Multiseq10x

A pre-processing pipeline companion to https://github.com/chris-mcginnis-ucsf/MULTI-seq. This collection of scripts is meant to replace 2 pre-processing functions in the R package deMultiplex. No dependancies on external packages.

makeReadtable.py is analogous to MULTIseq.preProcess from deMultiplex but atleast 10x faster and has minimal RAM footprint.
makeBarMatrix.py is analogous to MULTIseq.align from deMultiplex but atleast 10x faster and uses an internal hamming distance only if there is no sample barcode match accepts 1 nucleotide mismatch in the sample barcode.

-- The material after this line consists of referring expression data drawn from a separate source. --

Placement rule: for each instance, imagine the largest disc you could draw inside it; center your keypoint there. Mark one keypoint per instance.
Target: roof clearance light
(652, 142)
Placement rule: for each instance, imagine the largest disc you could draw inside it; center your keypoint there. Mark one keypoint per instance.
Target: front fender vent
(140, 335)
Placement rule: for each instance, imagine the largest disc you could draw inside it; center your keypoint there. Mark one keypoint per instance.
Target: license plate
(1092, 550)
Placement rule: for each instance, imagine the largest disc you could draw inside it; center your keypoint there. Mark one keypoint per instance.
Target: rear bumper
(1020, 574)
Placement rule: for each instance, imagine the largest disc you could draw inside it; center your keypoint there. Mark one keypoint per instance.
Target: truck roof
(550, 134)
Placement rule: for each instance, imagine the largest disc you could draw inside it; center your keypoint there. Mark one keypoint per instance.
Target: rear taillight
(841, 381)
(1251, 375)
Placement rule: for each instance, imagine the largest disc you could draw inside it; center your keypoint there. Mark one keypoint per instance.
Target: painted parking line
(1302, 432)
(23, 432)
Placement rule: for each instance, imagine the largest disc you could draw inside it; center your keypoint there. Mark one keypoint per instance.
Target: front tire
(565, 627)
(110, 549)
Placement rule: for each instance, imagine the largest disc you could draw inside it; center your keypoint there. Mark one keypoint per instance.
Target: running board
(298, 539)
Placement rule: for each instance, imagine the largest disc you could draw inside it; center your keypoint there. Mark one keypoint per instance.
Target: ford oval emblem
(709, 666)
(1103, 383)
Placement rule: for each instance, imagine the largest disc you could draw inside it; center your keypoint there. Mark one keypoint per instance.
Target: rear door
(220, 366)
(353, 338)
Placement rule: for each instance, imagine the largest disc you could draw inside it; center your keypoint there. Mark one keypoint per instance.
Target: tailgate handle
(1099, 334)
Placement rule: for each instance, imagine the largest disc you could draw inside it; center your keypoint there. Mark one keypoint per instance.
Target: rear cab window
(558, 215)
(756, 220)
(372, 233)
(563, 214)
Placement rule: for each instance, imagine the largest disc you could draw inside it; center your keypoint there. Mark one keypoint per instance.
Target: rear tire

Preprocessing multi-seq FASTQ

The makeReadtable.py requires 4 arguments.

  1. The -C should be provided a text file of cell id barcodes with single cell barcode per line.
  2. The -R1 is the multi-seq fraction Fastq pair 1. (can be compressed in gz format).
  3. The -R2 is the multi-seq fraction Fastq pair 2. (can be compressed in gz format).
  4. The -O is the output filename for the read table.

A typical command would be usage makeReadtable.py -C cellIds.txt -R1 R1.fastq.gz -R2 R2.fastq.gz -O readTable.csv.

make cell-barcode matrix

The makeBarMatrix.py requires 4 arguments.

  1. The -C should be provided a text file of cell id barcodes with single cell barcode per line.
  2. The -R is the readtable output generated by makeReadtable.py.
  3. The -B is the multi-seq barcodes that are needed.
  4. The -O is the output filename for the barmatrix file.

A typical command would be
usage makeBarMatrix.py -C cellIds.txt -R readTable.csv -B data/multiSeqBarcodes_1_to_32.txt -O barMatrix.csv.